Glamorgan 330 (van der Gugten 85*, Hogan 54) and 68 for 4 lead Yorkshire 193 (Lyth 52, Taylor 2-16) by 205 runs
Joe Root must have spent the past couple of months feeling like the little boy who tried to stave off disaster by sticking his finger in the dike. England in India one moment, Yorkshire at Headingley the next. All around him has been calamity.
Yorkshire's belief that they are Championship challengers lay in tatters at tea on the second day when they conceded a 137-run first-innings lead to Glamorgan, whose only Championship win at Headingley came in 1999. Glamorgan then faltered second time around, closing at 68 for 4 thanks to three new-ball wickets from the ever-productive Ben Coad, but a lead of 205 still leaves them with a 50-50 chance.
The first Championship match between the Root brothers has been much closer than many imagined, and it would be no surprise if one or the other still has a major influence on it. Billy, 25 not out at the close, has the first opportunity to fashion the contest to his liking, but he survived by the smallest of margins when he missed a late cut against Joe in the final over of the day.

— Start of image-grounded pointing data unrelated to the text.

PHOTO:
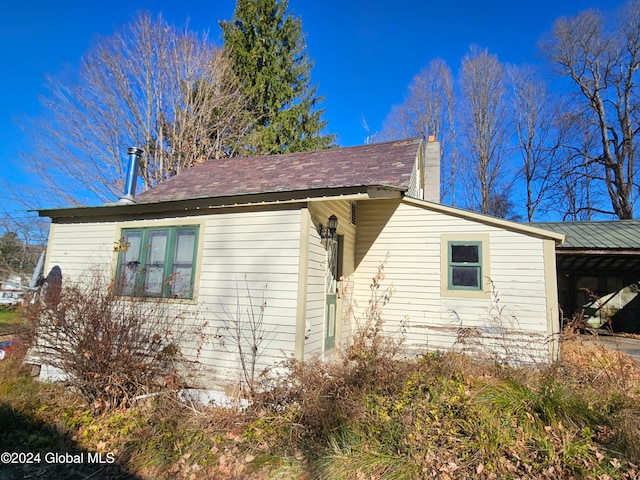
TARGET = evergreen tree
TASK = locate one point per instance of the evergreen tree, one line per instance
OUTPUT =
(268, 49)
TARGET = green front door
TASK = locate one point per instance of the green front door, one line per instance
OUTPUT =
(331, 289)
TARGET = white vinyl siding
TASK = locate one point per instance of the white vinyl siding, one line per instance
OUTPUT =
(243, 258)
(411, 235)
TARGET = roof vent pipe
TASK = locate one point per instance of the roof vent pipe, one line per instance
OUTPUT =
(132, 177)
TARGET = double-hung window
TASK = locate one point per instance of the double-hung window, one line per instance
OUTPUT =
(465, 265)
(157, 262)
(465, 269)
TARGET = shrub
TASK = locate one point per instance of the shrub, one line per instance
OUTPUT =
(110, 348)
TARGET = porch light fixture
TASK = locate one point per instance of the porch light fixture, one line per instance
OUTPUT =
(329, 231)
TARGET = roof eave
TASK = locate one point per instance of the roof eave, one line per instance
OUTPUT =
(115, 211)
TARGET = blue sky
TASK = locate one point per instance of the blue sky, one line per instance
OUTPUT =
(365, 52)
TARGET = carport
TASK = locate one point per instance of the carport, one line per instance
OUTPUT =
(599, 258)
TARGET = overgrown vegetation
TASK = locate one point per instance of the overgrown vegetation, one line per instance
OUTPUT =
(441, 416)
(369, 414)
(110, 348)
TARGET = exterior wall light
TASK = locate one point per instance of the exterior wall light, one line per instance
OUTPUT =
(329, 231)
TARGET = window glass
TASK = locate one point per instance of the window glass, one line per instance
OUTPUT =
(130, 263)
(154, 272)
(464, 276)
(182, 263)
(158, 262)
(464, 253)
(465, 266)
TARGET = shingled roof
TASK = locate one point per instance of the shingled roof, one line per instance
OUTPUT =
(383, 164)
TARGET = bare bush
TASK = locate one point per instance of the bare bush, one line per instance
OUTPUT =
(110, 348)
(247, 332)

Life was going splendidly for Joe Root when he struck 228 and 186 in successive Tests in Galle and followed up with 218 in Chennai. Here was a batsman in total command of his game, heading towards a Test average of 50-plus that would rightly confirm him as one of the finest players of his generation.
Then came wretchedness in three spin-dominated Tests in Chennai and Ahmedabad and, even though England's captain looked the likeliest to resist, he failed to reach fifty in seven attempts. Back at Headingley, dutifully turning out for Yorkshire in the first two Championship matches of the summer, he scratched around for 16 in 59 balls before Glamorgan added to his woes.
Root commands great respect in Yorkshire for the way he takes his county appearances seriously. In his last stint in 2019, against Nottinghamshire and Hampshire, he made 297 runs and was only out twice, although his satisfaction was tempered when Stuart Broad struck him on the head. The man from the Yorkshire Post compared his bravery to the indomitable Brian Close only to read the paper the next day and find that the subs had subsequently confused Close with "the legendary football manager" Brian Clough.
Against Glamorgan, on a sunny, yet bone-chilling day, he determinedly set about batting himself into a semblance of form, only for a low full toss from Callum Taylor finally to tempt him into a miscued hit down the ground that was claimed at long-off by Dan Douthwaite. To avoid further confusion, that is Callum Taylor the Glamorgan offspinner, not the recently released Southend United goalkeeper.
The languid off-driven four against Michael Hogan that got Root off the mark augered well, but his only other boundary came when he edged Taylor wide of the slips in the over before the spinner dismissed him in what was only his third first-class wicket. He even had to withstand an exploratory two overs of offspin from his younger brother, which almost had him lbw on the sweep on 4, the subject perhaps of a light-hearted exchange moments later. Billy's introduction was a worthwhile gambit by Glamorgan's captain, Chris Cooke, and the dynamics were interesting enough to have let it run a couple of overs longer.
The evergreen Michael Hogan unhinged Yorkshire's top order, defeating Tom Kohler-Cadmore's booming off-drive and then bowling Tom Loten for nought; Loten, playing only his fourth first-class innings, has a wide-legged, open, baseball stance that is not exactly easy on the eye. He was only in the side because Gary Ballance had been injured in the nets by none other than Merlin, the spin bowling machine, which presumably now bowls a dangerous quicker one.
The most cultured innings was Harry Brook's. His sculptured strokeplay and slightly stiff movements are reminiscent of Michael Vaughan, and if he can tighten his defence he will one day be knocking on England's door. He was a long way back and across when he fell lbw to David Lloyd. Dom Bess, charged with developing into an allrounder at No. 7, edged through the slips on nought, but shepherded Yorkshire past the follow-on with an unbeaten 38.
That Yorkshire still have a whiff of victory owes much to Coad. Over the past 10 years, he has the lowest average of any English bowler to have taken 30 wickets in first-class cricket. Perfect outswingers sent back Nick Selman and Kiran Carlson and Brook pulled off a fast catch to his right at third slip to account for Andy Balbirnie. England may never look at him because he bowls in the low-80s mph, but he is a hugely effective county bowler.
All to play for then when the third day resumes. Sunny. 5C.